Rezilion’s research revealed a troubling trend: The more popular a generative AI/LLM project is (based on GitHub’s star popularity rating system), the lower its security score (based on the OpenSSF Scorecard). “This highlights the fact that the popularity of a project alone is not a reflection of its quality, let alone its security posture,” the researchers wrote. The most popular GPT-based project on GitHub, Auto-GPT, which has over 138,000 stars and is less than three months old, has a Scorecard score of just 3.7, according to the report. The average score among the 50 projects checked isn’t much better at 4.6 out of 10.

For wider context, the researchers compared the risk of the most-popular generative AI and LLM projects on GitHub with other popular open-source projects on the platform that are not generative AI- or LLM-related. They analyzed a group of 94 critical projects (defined by the OpenSSF Securing Critical Projects Work Group) with an average Scorecard score of 6.18, along with a group of seven projects that use the OpenSSF Scorecard as part of their SDLC workflow, with an average score of 7.37.

“The maturity and security posture of the open-source ecosystem surrounding LLMs leave a lot to be desired,” the researchers wrote. “In fact, as these systems gain more popularity and adoption, and as long the security standards in which they are developed and maintained remain the same, it seems inevitable that they will become the target of attackers, and significant vulnerabilities affecting them will continue to surface.”

Generative AI, LLMs risks will increase over next 12-18 months

The risks posed to organizations by generative AI/LLMs are expected to evolve over the next 12 to 18 months as the popularity and adoption of these systems continue to grow, said Yotam Perkal, director of vulnerability research at Rezilion. “Without significant improvements in the security standards and practices surrounding LLMs, the likelihood of targeted attacks and the discovery of vulnerabilities in these systems will increase. Organizations must stay vigilant and prioritize security measures to mitigate evolving risks and ensure the responsible and secure use of LLM technology.”

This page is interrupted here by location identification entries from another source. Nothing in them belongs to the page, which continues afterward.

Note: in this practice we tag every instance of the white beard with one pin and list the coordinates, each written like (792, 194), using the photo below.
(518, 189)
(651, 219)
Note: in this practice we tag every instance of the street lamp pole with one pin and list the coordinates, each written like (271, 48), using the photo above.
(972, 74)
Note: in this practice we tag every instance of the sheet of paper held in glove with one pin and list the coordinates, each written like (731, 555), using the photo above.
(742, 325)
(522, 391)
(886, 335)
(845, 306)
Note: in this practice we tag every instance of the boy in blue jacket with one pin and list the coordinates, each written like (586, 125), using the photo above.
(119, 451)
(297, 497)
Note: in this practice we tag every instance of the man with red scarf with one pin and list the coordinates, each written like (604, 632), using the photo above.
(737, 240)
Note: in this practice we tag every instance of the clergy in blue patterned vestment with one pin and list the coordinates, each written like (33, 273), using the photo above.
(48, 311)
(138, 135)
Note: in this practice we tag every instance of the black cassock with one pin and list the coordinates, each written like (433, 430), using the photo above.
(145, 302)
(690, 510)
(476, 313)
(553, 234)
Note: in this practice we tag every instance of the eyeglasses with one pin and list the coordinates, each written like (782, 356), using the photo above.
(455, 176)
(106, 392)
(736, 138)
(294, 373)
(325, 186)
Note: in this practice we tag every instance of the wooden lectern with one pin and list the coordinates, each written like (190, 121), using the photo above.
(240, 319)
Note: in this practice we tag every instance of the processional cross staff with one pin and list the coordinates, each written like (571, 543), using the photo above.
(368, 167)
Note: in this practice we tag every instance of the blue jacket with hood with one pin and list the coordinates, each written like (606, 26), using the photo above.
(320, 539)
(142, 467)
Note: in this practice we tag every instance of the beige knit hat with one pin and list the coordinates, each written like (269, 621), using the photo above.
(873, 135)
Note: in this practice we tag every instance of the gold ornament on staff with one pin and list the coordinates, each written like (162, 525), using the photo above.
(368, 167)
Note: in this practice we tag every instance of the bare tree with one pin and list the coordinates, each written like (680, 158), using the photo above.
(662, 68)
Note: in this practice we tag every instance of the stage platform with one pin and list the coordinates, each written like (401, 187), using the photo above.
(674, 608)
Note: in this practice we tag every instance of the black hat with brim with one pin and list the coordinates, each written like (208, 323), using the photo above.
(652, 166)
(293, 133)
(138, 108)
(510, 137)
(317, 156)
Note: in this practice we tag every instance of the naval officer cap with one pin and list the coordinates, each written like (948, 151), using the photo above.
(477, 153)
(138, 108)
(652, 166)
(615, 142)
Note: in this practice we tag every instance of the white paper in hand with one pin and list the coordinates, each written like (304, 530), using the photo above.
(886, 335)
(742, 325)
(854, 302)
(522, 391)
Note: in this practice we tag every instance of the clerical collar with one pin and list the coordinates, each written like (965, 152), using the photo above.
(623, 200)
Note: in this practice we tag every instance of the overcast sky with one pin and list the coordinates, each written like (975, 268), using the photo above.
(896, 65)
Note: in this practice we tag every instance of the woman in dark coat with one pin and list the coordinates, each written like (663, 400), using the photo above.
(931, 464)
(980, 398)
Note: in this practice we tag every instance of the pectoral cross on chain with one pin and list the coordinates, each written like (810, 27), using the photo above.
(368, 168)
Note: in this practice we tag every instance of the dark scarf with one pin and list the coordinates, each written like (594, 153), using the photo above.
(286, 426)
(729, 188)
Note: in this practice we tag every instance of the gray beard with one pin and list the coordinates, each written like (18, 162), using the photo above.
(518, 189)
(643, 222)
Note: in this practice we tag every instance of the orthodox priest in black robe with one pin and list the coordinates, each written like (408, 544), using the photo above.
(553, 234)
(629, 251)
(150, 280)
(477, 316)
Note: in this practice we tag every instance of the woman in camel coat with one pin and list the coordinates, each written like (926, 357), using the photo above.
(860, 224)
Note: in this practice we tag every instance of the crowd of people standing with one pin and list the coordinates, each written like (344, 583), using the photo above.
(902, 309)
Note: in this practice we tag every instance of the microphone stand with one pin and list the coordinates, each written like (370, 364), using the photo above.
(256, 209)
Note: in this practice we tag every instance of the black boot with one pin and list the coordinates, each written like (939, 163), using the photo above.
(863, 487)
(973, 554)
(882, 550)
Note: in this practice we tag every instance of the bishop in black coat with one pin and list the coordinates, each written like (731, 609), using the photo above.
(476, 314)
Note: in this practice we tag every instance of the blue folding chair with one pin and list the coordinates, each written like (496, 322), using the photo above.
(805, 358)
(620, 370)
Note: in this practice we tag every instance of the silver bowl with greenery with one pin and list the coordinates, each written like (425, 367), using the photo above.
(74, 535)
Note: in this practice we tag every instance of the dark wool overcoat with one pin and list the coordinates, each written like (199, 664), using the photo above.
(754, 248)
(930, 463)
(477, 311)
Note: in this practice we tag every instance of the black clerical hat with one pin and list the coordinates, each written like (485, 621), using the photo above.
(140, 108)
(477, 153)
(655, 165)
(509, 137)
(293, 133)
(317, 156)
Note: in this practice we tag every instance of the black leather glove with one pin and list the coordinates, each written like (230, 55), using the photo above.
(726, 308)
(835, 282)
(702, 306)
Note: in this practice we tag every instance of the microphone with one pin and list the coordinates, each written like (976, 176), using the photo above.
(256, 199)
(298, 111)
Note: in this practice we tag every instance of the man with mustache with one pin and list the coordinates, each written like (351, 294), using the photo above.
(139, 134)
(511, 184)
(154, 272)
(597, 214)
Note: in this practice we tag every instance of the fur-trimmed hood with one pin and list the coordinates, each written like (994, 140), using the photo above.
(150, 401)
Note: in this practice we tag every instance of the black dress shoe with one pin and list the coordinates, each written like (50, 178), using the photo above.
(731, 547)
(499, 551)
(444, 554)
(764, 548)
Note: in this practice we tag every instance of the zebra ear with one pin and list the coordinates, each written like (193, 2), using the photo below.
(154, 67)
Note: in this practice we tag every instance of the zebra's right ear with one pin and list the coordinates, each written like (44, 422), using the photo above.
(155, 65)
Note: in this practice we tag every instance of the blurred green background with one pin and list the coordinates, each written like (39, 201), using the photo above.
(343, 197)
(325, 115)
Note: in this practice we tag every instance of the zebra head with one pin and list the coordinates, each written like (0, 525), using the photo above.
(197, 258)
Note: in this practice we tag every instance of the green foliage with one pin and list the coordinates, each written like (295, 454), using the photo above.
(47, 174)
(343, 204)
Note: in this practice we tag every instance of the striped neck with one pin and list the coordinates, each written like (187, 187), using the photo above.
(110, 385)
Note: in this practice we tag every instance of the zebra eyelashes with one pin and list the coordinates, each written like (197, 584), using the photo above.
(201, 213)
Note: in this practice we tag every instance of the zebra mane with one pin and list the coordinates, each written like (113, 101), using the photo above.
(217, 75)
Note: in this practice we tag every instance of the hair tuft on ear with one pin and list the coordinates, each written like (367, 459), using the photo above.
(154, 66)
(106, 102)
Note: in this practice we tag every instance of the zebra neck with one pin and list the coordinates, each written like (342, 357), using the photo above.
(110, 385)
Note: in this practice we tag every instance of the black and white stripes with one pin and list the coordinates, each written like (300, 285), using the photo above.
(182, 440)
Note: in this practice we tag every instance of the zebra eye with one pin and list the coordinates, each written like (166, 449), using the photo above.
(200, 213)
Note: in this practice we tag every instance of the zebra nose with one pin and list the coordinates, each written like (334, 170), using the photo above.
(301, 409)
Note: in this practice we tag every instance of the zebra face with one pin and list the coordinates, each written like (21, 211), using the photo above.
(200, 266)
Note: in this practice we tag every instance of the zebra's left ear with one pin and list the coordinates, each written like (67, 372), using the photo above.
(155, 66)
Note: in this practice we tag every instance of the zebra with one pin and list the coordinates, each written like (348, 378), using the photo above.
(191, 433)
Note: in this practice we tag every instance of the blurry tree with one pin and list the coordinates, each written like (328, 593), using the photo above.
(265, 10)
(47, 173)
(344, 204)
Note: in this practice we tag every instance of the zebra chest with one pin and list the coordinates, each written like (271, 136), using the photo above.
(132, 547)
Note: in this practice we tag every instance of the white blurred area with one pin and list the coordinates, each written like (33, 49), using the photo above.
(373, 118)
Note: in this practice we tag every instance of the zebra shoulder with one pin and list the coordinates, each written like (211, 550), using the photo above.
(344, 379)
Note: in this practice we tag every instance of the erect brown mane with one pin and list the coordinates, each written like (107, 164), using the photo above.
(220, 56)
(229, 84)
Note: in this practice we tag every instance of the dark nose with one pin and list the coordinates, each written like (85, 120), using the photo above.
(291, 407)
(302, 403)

Organizations can prepare for LLM risks by adopting a secure-by-design approach when developing generative AI-based systems. They should also leverage existing frameworks like the Secure AI Framework (SAIF), NeMo Guardrails, or MITRE ATLAS to incorporate security measures into their AI systems, Perkal added. “It is also imperative to monitor and log LLM interactions and regularly audit and review the LLM’s responses to detect potential security and privacy issues and update and fine-tune the LLM accordingly. Responsibility for preparing and mitigating LLM risks lies with both the organizations integrating the technology and the developers involved in building and maintaining these systems.”